My big break came in late 1929, in a chance visit to New York: though charming as ever, Voynich was already sickly, well along the path to his own deathbed. Though he was unwilling at first, I convinced him to let me take a closer look at his manuscript’s oh-so-boring quire 13 – why not, what could a lowly UPhil Italian academic possibly find of interest there? Yet behind the scenes, I’d had help from Johnny Manly and Edith Rickerts: though they’d initially tried to dissuade me from looking closely, I’d carefully zoomed in on the bits they were most intrigued by – and with stunning results. They’d been so utterly wrong to think it was Latin (hardly surprising, given that they were arch-Latinists), when I’d instead worked out it was mostly an abbreviated Italian scribal shorthand…

But honestly – how could I not remember the day when Hans Kraus pitched up to Yale with the 1428 Albergati bible ($204,000, and worth every cent) along with Wilfrid’s “ugly duckling” manuscript. Old man Beinecke had come along for the ride, too: everyone there was trembling with excitement – but I swear nobody could have been sweating like me. If only they knew how I felt! Once dear old Annie Nill had sold it to HPK, I’d worked out where things were leading and had networked my way into the position as Beinecke curator – so my first unofficial job was to remove it from the stacks, to give myself the opportunity of making sense of quire 20‘s recipes for myself. But sad to say, I never quite did, and so my last job there was to retire.

All the same, I have to give a big hooray for the Beinecke’s hi-res scans: though I’d really thought my second act was over (and so did wife #7), with a bit of help from Steve Ekwall I finally managed to get Voynich’s other fountain working. Whoever it was that said that diligence has its own rewards was really onto something – it certainly works for me!
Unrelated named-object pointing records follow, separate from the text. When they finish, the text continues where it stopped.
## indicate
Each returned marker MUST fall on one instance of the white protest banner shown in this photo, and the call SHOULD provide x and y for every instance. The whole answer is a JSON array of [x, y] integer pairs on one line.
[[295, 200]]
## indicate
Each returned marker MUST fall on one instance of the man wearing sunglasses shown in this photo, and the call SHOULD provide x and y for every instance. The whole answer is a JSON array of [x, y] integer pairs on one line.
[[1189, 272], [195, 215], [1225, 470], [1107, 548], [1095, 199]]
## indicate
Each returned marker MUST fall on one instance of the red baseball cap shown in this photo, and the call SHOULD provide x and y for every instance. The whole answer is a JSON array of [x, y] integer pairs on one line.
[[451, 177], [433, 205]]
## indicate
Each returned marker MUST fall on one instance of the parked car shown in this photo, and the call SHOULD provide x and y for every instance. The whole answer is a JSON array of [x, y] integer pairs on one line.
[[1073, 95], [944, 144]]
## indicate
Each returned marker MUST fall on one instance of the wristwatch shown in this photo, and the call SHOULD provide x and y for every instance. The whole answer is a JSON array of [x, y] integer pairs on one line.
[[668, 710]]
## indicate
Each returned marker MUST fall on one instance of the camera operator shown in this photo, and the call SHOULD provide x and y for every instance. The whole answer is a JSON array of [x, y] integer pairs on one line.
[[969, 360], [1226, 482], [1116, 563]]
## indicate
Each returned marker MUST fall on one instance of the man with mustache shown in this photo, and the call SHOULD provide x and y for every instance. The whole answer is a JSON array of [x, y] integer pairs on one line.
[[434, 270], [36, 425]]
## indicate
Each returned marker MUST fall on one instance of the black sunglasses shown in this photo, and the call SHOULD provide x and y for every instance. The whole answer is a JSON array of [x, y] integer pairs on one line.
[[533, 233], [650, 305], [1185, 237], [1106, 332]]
And so here I am once again, back to square #1 and wife #8. Sure, I do my best to prevent anyone on the Voynich mailing list from coming even close to reproducing what I found: but everyone thinks I’m just some kind of ultra-informed troll, and they back off from the truth. Which suits me 100%.

Here’s to wife #9!

EXT. Shadow of a European castle. A balding bloke in dark glasses is laying on a gold-plated deckchair next to a gold-plated swimming pool. Behind him, workmen on ladders painstakingly paint gold leaf over the castle’s swallow-tail merlons. A gold-plated mobile trills.

NIC CAGE (picking up phone)
Manny, I’m busy.

AGENT
Hey, Nicky – looked at the proposal yet?

NIC CAGE
You gotta be kidding me – $6m and four points above the line, all for some book nobody can read?

AGENT
It’s “Da Voy-nitch”, Nicky. A real life Da Vinci Code – no joke! Right now it’s a hot cake, everybody wants a slice of it.

CAGE
But I don’t get it: how does this fit my whole “Joe Schmo” schtick?

AGENT
Don’t sweat the small stuff, that’s what I get my 15% for. Just look at your fax machine…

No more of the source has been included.